Cooking Class: The Fundamentals of Modern Sauces
Last Saturday I had the pleasure of attending my very first cooking class. A friend's mother had signed up for the class but could no longer attend, so she asked me if I was interested, of course I was interested! The class took place at the Kitchen Window Cooking School (in Calhoun Square) and was taught by Chef Brian Storey. I was sort of nervous on my way to the class, I didn't really know what to expect, and I wasn't sure how my skills would compare to others' skills. These classes are taught in groups of six and I was lucky enough to end up in a group that was fun to cook with and had some skill in the kitchen, so my nerves quickly vanished.

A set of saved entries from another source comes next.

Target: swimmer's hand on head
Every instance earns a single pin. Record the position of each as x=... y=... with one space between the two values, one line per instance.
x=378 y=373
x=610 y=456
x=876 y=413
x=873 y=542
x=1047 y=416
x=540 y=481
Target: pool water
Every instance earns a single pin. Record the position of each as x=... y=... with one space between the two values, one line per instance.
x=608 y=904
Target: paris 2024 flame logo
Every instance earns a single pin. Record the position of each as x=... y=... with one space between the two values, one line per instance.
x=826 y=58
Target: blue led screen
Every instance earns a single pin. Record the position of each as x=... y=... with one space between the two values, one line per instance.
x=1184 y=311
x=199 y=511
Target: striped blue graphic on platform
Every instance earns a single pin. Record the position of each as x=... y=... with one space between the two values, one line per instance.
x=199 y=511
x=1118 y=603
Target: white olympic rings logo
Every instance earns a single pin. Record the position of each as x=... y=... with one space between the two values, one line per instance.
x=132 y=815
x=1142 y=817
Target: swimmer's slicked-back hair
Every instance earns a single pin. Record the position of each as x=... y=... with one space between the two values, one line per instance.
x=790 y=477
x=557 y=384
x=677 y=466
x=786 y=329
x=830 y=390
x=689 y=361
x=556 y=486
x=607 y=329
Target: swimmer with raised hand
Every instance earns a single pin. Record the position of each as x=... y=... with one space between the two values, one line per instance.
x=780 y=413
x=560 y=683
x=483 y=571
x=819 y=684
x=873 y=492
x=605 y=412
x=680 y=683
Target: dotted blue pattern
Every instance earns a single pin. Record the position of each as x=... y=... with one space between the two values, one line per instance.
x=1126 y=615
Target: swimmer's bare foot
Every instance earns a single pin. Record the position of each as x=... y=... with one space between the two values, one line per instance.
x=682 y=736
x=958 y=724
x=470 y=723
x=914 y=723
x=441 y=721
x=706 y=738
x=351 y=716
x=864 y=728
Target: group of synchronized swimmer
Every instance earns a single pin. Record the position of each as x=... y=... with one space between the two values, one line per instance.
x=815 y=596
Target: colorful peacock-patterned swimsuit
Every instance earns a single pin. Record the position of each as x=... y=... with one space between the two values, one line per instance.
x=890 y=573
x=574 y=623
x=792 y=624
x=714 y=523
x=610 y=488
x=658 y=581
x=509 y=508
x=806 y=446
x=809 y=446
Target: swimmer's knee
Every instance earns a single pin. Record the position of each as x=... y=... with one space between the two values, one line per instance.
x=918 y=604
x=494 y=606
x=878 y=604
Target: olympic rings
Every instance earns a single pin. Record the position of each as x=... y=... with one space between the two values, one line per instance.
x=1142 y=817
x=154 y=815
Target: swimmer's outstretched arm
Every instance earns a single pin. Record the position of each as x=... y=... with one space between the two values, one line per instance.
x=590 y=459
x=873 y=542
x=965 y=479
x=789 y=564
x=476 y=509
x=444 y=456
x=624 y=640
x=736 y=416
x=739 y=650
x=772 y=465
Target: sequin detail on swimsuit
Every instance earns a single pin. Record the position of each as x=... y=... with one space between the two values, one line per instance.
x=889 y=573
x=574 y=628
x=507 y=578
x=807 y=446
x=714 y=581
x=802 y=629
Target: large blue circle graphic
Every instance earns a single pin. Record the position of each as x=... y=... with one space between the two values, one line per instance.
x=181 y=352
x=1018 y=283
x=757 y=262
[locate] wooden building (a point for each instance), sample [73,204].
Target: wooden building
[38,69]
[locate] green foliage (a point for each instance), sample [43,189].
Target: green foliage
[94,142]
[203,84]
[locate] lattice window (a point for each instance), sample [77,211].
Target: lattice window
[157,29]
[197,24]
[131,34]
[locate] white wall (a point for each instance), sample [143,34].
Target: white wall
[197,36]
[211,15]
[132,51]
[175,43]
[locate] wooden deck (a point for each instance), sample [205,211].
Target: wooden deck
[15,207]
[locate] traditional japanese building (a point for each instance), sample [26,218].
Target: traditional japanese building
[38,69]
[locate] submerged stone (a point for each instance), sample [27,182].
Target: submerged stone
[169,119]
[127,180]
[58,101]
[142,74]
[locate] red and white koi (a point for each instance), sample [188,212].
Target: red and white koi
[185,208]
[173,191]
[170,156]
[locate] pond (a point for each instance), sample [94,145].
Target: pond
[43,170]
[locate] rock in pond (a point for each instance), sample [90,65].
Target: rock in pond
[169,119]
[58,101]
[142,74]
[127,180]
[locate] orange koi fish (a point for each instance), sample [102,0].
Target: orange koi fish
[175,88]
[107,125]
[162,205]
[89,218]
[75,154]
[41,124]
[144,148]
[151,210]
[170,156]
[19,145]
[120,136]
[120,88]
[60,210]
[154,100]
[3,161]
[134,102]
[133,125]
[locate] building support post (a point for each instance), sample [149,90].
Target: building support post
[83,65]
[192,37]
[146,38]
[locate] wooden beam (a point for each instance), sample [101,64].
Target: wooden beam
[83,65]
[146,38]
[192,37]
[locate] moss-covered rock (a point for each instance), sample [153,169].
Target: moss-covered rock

Going into the class I also wasn't sure what exactly classified a sauce as modern. I know what the traditional sauces are and learned that everything else is considered a modern sauce. Easy enough. Many sauces were on the night's agenda, but sadly we did not have the time to make them all. Below is a list of all the sauces we planned on making, grouped as the Chef grouped them. We never got to the pestos (although we did make Chimichurri and a Romesco sauce) or the purees and most disappointing to me we never made the Homemade Ketchup - I'll be trying that one at home soon.
Citron vinaigrette, Sherry vinaigrette, Champagne vinaigrette, Balsamic vinaigrette, Thai vinaigrette
Mayonnaise, Green Goddess dressing, Smoked Paprika aioli, Buttermilk Blue Cheese dressing
Tarragon & Shallot sabayon, Hollandaise sauce
Spinach Walnut pesto, Basil pesto, Edamame pesto, Green Bean Hazelnut pesto, Chimichurri, Romesco sauce
Parsnip puree, Carrot puree, Cauliflower & Horseradish puree, Sweet Tomato jam, Homemade Ketchup, Cocktail sauce
White Wine & Dijon pan sauce, Three Peppercorn pan sauce, Peanut-Ginger pan sauce
In the end it was a great experience and I'm glad I went. I learned a bit and had a fun time with complete strangers. The Chef made my night when he said my White Wine & Dijon pan sauce was "outstanding." I think I will go again.
I love the idea of a 'sauce' class...very practical.